Another strong year from IBM demonstrates that its relentless software portfolio build-out has succeeded in its goal of grabbing ever more customer logos, share of wallet, and partners. Growth is a complex challenge at this scale – every acquisition brings revenue, but also staff and technology integration challenges, more complexity for Marketing and Sales to deal with. Add to that the difficulties of the economy, and the magnitude of the investment IBM’s biggest customers make – and how easy it would be for their careful shaving of a few points off their spending to have massive impact – and it would be easy to stumble.
Look at the statistics on key measures. IBM has steadily increased free cash (which funds even more M&A and other investment opportunity), net income, EPS (great for investor and strategic customer confidence), and for 6 years in a row, gross margins. In the software business, where maintenance costs and new licensing models are under scrutiny everywhere, and increasingly contentious, margins will be under enormous pressure in the decade ahead. IBM’s transition to new pricing, support and deployment models may be its largest single challenge from a financial perspective, but its breadth of offerings, general goodwill, and sheer size position it well to weather the coming storm.
Part of the solution will clearly come from the Services side of the house, where the Software Group has increased its alignment and partnership model’s impact. The services team’s delivery of $18.8 billion in signings (up 9%, with a 2% revenue increase) bodes well for an organization increasingly focusing on selling software through business optimization strategies and transformational engagements. Software revenue of $6.6 billion was also up 2% and profit grew 14%. Geographical execution is continuing to help IBM forge ahead of smaller competitors as well; growth market revenue was up 14%.

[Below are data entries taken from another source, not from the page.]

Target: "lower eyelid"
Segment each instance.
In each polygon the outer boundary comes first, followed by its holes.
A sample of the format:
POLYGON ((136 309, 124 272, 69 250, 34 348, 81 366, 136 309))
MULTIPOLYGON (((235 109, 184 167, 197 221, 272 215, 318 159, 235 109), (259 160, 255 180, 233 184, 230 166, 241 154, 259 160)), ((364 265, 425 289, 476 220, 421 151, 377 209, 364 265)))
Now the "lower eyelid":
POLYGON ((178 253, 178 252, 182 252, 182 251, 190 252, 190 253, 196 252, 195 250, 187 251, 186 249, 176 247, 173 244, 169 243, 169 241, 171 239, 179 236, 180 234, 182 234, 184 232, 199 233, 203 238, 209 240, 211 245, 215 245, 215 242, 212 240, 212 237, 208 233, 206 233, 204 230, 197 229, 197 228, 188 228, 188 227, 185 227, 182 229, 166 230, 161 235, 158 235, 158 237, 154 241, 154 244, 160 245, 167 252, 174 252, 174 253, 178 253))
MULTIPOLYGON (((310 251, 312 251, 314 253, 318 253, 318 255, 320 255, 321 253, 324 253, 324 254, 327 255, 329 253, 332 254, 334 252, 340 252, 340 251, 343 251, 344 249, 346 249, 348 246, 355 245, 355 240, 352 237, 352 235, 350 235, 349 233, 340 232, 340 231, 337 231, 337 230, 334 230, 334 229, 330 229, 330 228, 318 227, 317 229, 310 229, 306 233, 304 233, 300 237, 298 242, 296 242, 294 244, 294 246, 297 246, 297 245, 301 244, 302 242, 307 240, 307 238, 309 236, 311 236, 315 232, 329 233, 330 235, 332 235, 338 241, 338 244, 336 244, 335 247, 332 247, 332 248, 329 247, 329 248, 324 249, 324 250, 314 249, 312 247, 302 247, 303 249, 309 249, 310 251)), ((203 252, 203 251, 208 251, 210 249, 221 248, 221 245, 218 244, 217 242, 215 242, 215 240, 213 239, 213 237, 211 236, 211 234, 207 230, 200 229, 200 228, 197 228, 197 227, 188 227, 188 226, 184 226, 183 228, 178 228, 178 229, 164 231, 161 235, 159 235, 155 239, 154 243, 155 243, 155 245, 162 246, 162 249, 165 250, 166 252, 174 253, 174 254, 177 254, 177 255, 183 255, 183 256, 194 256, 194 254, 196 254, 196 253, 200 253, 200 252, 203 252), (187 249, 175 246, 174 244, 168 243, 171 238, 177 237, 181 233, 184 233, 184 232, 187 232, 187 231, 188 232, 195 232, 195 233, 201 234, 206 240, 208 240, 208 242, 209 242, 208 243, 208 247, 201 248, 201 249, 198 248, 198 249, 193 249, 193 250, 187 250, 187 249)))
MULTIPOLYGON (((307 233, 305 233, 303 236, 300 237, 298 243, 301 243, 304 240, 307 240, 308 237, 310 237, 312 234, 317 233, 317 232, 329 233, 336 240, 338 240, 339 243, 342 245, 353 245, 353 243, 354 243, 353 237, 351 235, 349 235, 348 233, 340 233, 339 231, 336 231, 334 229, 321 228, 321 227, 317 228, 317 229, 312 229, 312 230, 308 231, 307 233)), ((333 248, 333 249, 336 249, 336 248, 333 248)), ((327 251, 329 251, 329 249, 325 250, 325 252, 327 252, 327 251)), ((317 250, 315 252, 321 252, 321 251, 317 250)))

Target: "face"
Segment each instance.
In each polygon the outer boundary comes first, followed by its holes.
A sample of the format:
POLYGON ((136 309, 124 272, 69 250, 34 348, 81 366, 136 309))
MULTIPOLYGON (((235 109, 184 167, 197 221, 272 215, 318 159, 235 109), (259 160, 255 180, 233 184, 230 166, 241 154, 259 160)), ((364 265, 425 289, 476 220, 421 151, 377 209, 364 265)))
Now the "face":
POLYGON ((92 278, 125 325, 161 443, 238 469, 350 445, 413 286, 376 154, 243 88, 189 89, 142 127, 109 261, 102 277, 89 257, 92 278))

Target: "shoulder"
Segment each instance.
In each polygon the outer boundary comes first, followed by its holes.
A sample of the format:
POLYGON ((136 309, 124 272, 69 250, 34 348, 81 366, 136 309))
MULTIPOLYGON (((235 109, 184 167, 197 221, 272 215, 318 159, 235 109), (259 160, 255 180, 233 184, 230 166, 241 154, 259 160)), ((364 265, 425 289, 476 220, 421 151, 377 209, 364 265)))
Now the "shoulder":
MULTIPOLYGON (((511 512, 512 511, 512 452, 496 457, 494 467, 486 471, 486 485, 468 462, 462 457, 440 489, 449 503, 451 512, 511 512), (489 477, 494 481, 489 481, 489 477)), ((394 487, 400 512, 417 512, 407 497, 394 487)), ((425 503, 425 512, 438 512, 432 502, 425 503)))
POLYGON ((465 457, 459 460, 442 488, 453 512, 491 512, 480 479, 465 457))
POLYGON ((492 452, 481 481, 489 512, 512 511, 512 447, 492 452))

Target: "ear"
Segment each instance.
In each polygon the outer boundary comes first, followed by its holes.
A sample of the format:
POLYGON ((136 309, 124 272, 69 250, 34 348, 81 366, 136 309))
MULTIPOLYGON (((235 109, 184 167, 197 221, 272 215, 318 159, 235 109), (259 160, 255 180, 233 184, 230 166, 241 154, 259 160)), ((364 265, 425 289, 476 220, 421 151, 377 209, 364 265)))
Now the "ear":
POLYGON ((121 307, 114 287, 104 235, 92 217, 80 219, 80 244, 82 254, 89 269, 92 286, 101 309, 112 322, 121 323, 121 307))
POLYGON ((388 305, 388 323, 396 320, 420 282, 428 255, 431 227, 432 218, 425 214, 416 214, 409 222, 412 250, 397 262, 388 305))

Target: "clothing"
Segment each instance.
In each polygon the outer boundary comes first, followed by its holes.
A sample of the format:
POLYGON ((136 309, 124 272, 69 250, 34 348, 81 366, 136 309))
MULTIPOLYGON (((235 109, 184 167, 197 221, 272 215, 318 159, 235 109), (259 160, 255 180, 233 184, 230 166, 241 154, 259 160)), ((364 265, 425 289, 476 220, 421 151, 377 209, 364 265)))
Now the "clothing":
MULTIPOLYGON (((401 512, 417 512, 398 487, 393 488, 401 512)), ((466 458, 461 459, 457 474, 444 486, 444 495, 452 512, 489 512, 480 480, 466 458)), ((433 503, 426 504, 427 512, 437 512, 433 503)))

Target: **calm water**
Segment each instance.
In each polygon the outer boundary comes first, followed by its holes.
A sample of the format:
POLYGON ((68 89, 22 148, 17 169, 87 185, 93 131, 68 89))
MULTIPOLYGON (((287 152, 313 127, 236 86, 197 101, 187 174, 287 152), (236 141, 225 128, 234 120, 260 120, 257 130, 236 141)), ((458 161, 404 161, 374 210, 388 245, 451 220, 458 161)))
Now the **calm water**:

Results like this fund an R&D team that led in patents for the 17th successive year, more than Microsoft, HP, Oracle, Apple, Accenture and Google combined, the company was happy to point out. $6B a year buys a lot of engineering; the D counts as much as the R, especially when you’re continually bolting new pieces on and incorporating them into the existing portfolio. My readers know I am especially interested in business analytics, where IBM has invested some $10B since 2005 in 14 acquisitions. Information Management software was up 7 percent, with Cognos growing in double digits and gaining share, IBM says. InfoSphere Warehouse was also called out, lending credence to the notion that the platforms for analytics are still growing, and the SPSS acquisition will ramp up the emerging predictive opportunity.
The data speaks for itself. IBM’s software strategy has proven its legs, and continues to deliver increasing value to corporate success. The model shows few if any signs of wear, and if IBM can continue to execute well through the transitions to cloud, new licensing, and continued competition as well as it has for the pst few years, the decade ahead seems likely to be characterized by still more growth.